Spicy foods and the ‘sixth sense’
During the past few years, members of the TRP superfamily have emerged as key molecular channels that participate in a variety of senses. For example, one TRP channel is expressed in taste buds and allows mammals to taste sweet and bitter ingredients, while others function in light sensation or in sensing stimuli that cause itching and changes in temperature.
“There’s a TRP channel in mammals, including humans, that not only senses hot temperatures but is also turned on by the pungent ingredient in hot chili peppers called capsaicin,” says Montell, a faculty member in the department of molecular, cellular and developmental biology (MCDB) and the paper’s senior author.
“That’s why you feel hot when you’re eating spicy food. You’re activating the same TRP channels that are activated by hot temperatures.”
The current study, however, focuses on a less recognized sense—proprioception, sometimes referred to as the “sixth sense.” Proprioception gives your brain information on how your body is positioned in space. “Animals must have a sense of the position of their body parts to survive,” says Montell. “You have to know where your body parts are—whether they’re static or moving, whether they’re straight or at angles.”
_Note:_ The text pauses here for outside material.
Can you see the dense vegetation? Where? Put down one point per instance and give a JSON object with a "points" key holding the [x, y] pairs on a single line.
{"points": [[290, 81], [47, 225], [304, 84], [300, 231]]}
Bradley Akitake, a postdoctoral fellow in the Montell lab and the paper’s lead author, adds: “The mechanically activated TRP channel that we characterized is critical for this task.
“We already know from previous research that there are some mutations disrupting TRP channels that cause these animals to be absolutely spastic,” he continues. “These mutant flies display profound and obvious defects in motor control. We detected a problem in TRPy mutant flies only after increasing the difficulty of the locomotion tasks.”
Cross the gap
To separate fine and gross motor behaviors, the researchers shot high-speed video of their wing-clipped fruit fly subjects—both wild type and TRPγ mutants—completing two locomotor tasks: walking and gap crossing. “Walking across a catwalk is an easy task for a fruit fly, whereas gap crossing, having to fully stretch out your body while keeping your rear feet planted and not fall into the water, is much more challenging,” says Akitake. “We can adjust the difficulty by changing the size of the gap.”
When looking at how well the fruit flies maneuvered small, less challenging gaps, the researchers found little difference in the success rates of the wild type and TRPγ gamma mutants. Gross motor proficiency was normal in both. However, upon increasing the gap to 3.5 millimeters, just over 1.5 times the body length of the fly, the wild type had an approximately 60 percent success rate, whereas only a small percentage of TRPγ mutant animals crossed successfully.
“By slowing down the video and measuring in detail the body angles and leg reach of the flies, we found that TRPγ mutants were not making the fine posture changes necessary to successfully cross large gaps,” says Montell.
So what does the discovery of a role for the TRPγ channel in fruit fly proprioception mean for other animals, including humans? Additional research is necessary, but according to Montell, diseases that specifically target the human nervous system—amyotrophic lateral sclerosis, multiple sclerosis, and Parkinson’s disease, for example—devastate motor ability in affected individuals.
“In order to restore motor function,” he says, “we need to first understand the sensory systems that contribute to fully coordinated movements.”
Additional researchers from UC Santa Barbara, Johns Hopkins University School of Medicine, and the University of Texas Health Science Center contributed to the work.